Seeing Jesus …

Last night my youngest and I served dinner at the Denver Rescue Mission. It had been a while since I’d been there. I usually feel God in places like the Mission and wonder why I’m not there all the time by the end of it. But last night even was cooler than usual. There were a few quite stunning moments where I literally felt like I was looking at Jesus when I looked up at a man from my pot of soy sauce or salad dressing. I had never felt quite like that before. I had simply been hoping the men would feel valued and encouraged by a smile, a brief word, or just our attempts to serve them. I wish I could express how real it felt, that glimpse of Jesus. I looked twice several times trying to see him again, but I’d see a scruffy and ashamed young man standing in front of me, or a man who wouldn’t let me even look in his eyes. Even thinking of it now, my heart feels overwhelmed. It really took me aback. It was incredible. I feel so selfish wanting to go back soon in the hopes of seeing that glimpse again. I think it motivates me more than compassion. Is that o’kay? Last night after weeks of tossing and turning at night, I slept like a baby feeling God’s peace and presence still with me.

Watching my son …

It was great being there with my son, watching the guys seem to soften as they were served by a 13 year old boy. I saw a distinct difference as they appeared to drop their guard as they approached him and made their requests. With the rest of us they were often abrupt or guarded. My son was just enjoying himself and working hard. He would apologize if he’d slop their plate slightly and constantly checked to make sure they were happy before they moved on.
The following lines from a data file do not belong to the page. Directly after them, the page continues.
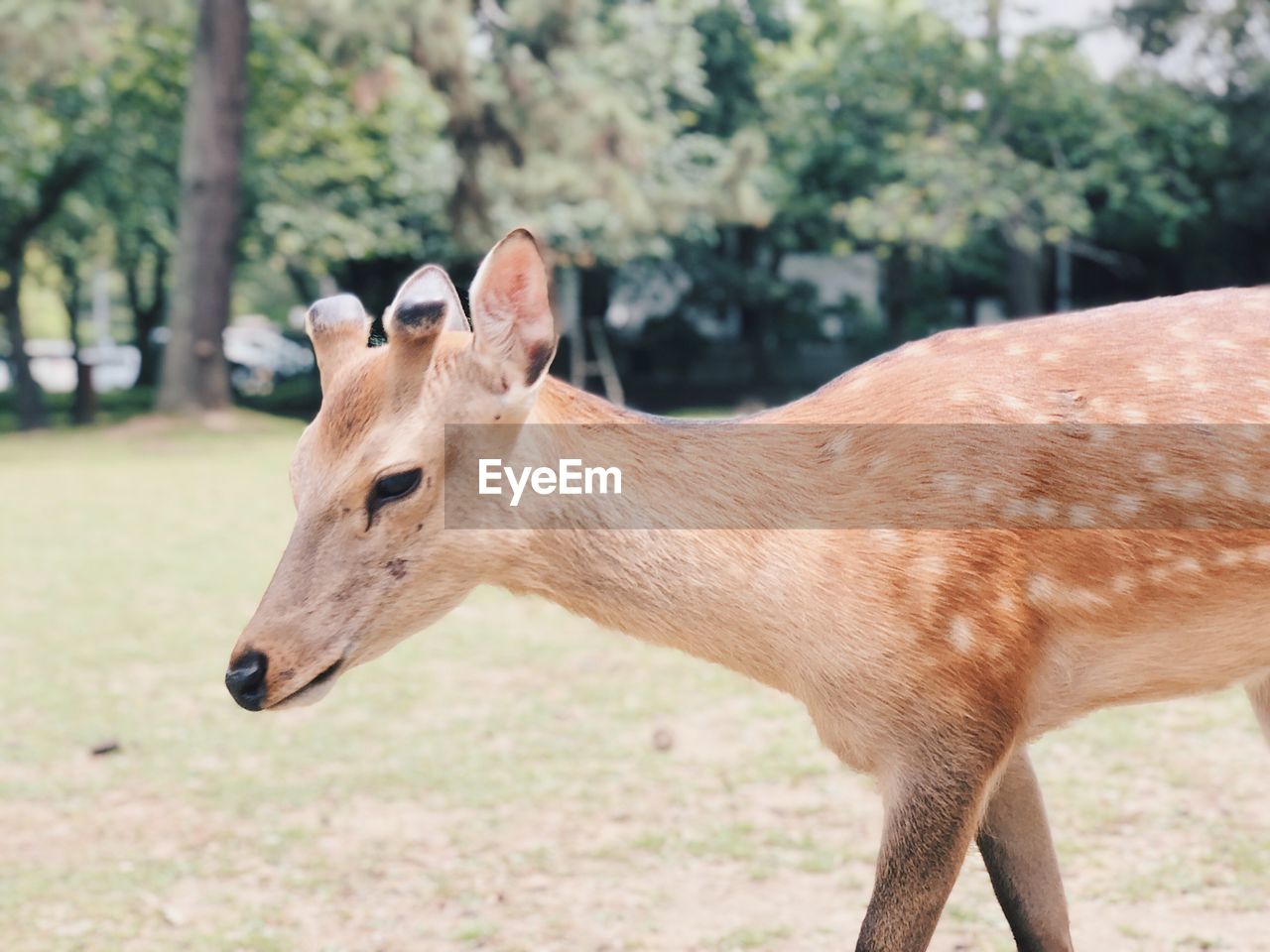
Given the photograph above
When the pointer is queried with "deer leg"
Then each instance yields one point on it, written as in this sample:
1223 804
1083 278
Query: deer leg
931 816
1259 693
1014 839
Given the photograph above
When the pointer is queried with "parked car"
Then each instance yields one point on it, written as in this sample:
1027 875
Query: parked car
257 352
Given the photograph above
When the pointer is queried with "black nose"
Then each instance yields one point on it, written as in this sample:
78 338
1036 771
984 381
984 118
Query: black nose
245 679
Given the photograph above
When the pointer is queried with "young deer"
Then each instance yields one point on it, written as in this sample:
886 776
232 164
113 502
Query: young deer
928 656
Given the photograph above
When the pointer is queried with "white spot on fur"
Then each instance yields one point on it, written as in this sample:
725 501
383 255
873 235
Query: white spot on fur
1046 509
1236 485
919 348
1125 506
1015 509
1082 517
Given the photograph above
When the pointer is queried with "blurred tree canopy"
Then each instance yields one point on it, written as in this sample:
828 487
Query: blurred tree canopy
712 136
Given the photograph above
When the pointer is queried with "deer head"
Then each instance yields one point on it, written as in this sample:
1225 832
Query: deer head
368 561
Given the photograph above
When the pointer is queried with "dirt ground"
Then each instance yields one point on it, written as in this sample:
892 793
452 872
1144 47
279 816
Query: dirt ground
495 782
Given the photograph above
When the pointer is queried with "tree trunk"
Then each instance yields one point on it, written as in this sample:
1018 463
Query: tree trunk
84 407
193 375
1023 287
897 296
31 400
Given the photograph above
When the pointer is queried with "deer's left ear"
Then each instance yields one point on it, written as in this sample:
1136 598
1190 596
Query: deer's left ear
511 311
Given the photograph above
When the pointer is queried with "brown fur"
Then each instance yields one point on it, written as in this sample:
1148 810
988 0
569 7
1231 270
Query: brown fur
928 657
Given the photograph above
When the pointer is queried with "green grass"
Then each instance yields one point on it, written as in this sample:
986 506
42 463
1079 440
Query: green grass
494 782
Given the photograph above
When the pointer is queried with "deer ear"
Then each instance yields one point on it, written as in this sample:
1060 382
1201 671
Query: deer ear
339 329
511 311
425 306
427 303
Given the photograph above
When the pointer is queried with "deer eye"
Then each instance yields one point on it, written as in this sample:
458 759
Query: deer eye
393 486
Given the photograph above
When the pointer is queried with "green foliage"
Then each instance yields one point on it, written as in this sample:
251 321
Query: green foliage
720 134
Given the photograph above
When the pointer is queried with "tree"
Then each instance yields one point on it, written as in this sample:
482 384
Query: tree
51 114
193 368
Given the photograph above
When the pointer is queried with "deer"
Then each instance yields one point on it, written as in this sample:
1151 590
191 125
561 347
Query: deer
928 656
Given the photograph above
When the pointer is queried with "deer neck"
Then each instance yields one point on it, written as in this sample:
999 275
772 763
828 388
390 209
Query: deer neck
710 593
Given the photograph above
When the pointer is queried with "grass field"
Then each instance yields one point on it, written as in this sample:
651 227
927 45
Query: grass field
493 783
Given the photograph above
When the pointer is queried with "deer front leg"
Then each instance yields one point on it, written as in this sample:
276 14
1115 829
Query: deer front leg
1259 693
1014 839
931 815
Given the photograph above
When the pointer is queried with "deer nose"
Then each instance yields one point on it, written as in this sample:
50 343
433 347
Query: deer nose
245 679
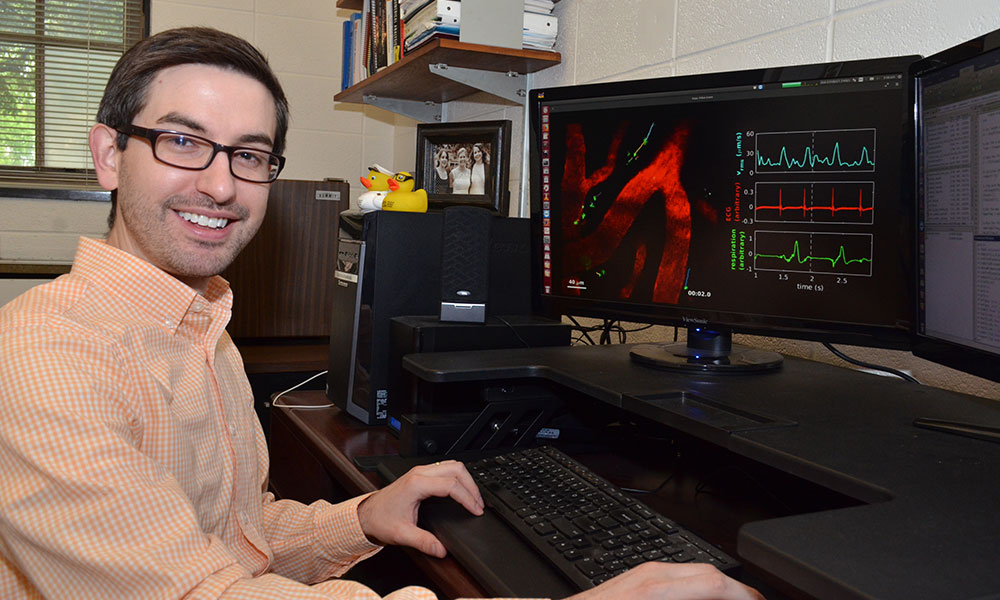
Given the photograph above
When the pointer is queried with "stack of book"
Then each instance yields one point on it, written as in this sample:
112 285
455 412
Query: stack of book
385 30
426 19
373 40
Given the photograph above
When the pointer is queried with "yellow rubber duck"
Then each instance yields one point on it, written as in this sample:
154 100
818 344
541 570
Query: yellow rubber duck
377 179
391 191
402 196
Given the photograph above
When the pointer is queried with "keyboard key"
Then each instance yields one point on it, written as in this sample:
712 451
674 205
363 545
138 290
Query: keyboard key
585 527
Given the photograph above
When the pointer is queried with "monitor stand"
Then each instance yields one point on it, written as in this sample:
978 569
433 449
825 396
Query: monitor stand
706 351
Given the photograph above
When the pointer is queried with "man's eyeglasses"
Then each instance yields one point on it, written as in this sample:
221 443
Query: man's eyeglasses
187 151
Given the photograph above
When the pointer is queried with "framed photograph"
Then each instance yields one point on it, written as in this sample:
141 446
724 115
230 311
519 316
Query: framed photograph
465 163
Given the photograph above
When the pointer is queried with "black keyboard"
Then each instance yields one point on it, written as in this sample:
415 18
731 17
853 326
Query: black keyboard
583 525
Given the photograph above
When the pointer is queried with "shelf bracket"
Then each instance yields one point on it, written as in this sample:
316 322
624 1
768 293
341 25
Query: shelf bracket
509 86
424 111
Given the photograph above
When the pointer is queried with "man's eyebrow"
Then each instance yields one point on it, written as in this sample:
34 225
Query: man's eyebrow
188 123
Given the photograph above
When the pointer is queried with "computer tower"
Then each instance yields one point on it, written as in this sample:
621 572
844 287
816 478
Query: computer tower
391 269
390 266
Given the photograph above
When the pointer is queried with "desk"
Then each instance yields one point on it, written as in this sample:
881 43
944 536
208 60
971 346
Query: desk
921 521
312 452
926 522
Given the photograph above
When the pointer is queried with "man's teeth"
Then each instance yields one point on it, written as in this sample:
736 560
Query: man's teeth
204 221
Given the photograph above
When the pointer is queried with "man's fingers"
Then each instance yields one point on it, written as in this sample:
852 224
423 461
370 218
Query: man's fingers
422 540
451 478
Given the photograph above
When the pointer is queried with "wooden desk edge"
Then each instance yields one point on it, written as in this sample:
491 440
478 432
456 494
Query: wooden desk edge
454 581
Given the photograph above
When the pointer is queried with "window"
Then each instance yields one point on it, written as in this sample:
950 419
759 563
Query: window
55 59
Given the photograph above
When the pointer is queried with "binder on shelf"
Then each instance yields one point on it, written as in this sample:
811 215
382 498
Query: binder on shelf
347 51
436 18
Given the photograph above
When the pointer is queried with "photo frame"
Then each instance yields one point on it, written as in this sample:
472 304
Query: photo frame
465 163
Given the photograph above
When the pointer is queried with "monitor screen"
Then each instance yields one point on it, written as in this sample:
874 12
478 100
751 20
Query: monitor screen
769 201
957 101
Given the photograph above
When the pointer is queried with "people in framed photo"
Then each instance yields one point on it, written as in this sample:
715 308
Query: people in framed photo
465 163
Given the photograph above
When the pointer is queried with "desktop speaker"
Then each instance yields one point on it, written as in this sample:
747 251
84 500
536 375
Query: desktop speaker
389 265
465 263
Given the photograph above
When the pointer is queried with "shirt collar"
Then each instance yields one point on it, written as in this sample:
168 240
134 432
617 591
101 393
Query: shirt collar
161 295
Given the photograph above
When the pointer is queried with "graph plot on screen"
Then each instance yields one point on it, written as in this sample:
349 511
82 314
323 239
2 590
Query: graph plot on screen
848 254
829 202
818 151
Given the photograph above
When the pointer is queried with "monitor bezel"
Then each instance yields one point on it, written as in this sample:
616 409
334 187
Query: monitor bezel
949 353
898 336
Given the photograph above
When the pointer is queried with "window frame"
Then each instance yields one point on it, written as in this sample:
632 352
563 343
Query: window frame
17 178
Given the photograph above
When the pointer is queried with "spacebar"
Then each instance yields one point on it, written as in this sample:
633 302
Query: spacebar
506 496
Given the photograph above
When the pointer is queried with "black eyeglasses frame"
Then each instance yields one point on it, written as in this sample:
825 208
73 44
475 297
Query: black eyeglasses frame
153 134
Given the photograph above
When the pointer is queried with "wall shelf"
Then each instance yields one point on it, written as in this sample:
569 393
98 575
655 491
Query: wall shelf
412 79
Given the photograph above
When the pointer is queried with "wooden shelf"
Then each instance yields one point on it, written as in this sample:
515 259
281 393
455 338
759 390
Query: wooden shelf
411 79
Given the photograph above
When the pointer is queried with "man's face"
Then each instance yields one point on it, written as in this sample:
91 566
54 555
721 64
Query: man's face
159 206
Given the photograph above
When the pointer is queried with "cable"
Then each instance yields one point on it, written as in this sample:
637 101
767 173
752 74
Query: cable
585 331
866 365
275 402
514 330
652 491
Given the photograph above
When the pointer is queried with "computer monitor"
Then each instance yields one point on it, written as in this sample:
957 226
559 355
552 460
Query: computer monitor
957 110
772 201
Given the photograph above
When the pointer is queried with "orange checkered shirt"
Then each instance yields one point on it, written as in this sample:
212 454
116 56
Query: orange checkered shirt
131 461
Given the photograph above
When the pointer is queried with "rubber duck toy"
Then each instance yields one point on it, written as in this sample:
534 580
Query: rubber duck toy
402 196
377 179
391 191
377 182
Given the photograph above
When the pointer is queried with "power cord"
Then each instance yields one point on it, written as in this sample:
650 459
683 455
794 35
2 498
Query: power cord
275 400
513 330
867 365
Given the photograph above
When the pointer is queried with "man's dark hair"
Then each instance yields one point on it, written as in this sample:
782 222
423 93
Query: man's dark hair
125 94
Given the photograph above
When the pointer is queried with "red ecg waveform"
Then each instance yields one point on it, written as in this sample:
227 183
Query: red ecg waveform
833 208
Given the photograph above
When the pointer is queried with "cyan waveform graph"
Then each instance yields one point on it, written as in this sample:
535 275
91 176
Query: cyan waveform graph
829 202
818 151
813 252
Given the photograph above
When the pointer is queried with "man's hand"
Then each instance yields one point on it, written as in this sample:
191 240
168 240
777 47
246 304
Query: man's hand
688 581
389 516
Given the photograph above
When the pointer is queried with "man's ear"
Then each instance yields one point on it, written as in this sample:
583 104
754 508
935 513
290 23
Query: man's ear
105 153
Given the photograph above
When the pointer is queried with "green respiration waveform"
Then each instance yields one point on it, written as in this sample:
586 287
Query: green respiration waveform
796 255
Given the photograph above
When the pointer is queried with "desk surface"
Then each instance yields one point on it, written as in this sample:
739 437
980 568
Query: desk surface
334 439
927 523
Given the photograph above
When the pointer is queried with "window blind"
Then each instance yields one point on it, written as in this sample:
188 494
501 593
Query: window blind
55 59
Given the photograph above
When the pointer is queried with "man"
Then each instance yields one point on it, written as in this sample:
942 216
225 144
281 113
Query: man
133 464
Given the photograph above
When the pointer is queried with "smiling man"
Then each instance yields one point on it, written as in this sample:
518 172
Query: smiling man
133 465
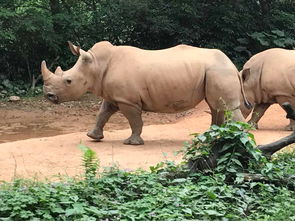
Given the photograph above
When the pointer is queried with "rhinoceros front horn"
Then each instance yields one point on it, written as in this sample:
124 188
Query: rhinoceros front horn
45 72
58 71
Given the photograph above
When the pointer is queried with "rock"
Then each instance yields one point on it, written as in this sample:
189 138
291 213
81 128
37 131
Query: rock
14 98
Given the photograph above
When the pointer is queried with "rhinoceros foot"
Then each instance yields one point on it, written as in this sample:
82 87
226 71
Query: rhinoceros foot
134 140
290 127
95 135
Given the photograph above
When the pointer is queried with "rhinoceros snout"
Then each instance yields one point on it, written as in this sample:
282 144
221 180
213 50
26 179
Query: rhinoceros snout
52 97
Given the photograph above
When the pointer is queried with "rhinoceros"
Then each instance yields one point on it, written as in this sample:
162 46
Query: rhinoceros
268 78
133 80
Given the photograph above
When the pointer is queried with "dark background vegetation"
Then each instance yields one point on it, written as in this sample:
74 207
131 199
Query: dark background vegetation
33 30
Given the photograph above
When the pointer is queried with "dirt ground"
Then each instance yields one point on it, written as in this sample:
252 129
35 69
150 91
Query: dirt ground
40 139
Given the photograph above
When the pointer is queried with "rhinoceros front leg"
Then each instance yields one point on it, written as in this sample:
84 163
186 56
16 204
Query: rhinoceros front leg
258 112
106 110
133 116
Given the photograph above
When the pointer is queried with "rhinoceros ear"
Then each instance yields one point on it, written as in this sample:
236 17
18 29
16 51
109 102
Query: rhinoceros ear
45 72
245 74
58 71
86 56
74 49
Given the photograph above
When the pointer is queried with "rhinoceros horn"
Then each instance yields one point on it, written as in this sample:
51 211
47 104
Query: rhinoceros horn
74 49
45 72
58 71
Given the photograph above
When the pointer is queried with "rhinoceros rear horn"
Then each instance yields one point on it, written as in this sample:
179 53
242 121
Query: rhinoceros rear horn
58 71
45 72
74 49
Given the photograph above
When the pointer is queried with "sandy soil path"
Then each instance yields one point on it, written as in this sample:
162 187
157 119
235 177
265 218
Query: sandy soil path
49 156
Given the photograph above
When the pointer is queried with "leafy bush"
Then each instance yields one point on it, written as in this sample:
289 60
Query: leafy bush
18 88
168 192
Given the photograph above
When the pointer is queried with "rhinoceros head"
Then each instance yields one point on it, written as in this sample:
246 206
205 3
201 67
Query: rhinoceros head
69 85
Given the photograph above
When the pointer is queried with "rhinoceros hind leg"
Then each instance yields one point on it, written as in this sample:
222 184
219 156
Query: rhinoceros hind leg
95 134
106 110
258 112
133 115
134 140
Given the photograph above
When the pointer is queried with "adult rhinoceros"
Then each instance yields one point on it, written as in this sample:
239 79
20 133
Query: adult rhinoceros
130 79
268 78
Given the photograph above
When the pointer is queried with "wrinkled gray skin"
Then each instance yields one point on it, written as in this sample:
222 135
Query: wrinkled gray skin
268 78
130 79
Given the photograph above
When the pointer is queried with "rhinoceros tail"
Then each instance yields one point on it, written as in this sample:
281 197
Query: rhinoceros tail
247 104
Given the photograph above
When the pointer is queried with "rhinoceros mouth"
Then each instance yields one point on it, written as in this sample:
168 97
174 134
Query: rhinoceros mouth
52 98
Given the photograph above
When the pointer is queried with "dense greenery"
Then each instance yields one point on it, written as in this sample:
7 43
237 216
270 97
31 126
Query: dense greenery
167 192
33 30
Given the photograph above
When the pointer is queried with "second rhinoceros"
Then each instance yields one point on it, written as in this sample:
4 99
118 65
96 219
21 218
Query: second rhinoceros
131 80
268 78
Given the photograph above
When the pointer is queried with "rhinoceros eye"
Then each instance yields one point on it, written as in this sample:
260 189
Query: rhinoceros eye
69 81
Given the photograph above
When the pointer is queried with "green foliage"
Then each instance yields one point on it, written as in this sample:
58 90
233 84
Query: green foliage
168 192
90 162
231 146
141 195
31 31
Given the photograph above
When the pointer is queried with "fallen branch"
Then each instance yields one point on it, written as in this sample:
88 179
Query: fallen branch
269 149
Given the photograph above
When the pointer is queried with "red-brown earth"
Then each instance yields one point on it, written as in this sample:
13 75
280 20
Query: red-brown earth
39 139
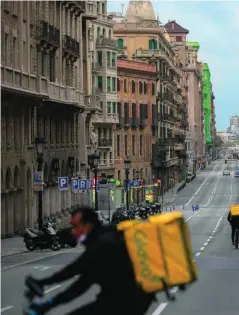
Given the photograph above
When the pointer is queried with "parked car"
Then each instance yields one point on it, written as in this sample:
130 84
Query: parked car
226 172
Last night it poured with rain. What was it like for those 181 men getting through the night. Not many slept at the shelter. Where did they sleep? Did they sleep?

Seeing his heart …

On the way home my son told me about a paper he wrote in class that day. It was meant to be about a  dream and about an inspiring moment or person.

The dream he stated simply … to have the opportunity to give extravagantly. He was surprised when others read their dreams of great wealth, elaborate homes, and possessions and that their dream ended there … with no follow up to use it to touch others.  

The inspiring person was a man he met and worked alongside in Juarez when he was building a house for a homeless family. This man had lived the worst life imaginable, committing unspeakable crimes. In a Mexican prison he met Jesus. Upon release from prison he returned to the community and the people he’d hurt so badly and sought to serve them and bring healing to the victims. He now works full time for the ministry we serve with in Juarez, pouring out his life, longing to be used by God to help others.

Hearing his heart was so much better than my feeble attempt to summarize what he shared in words.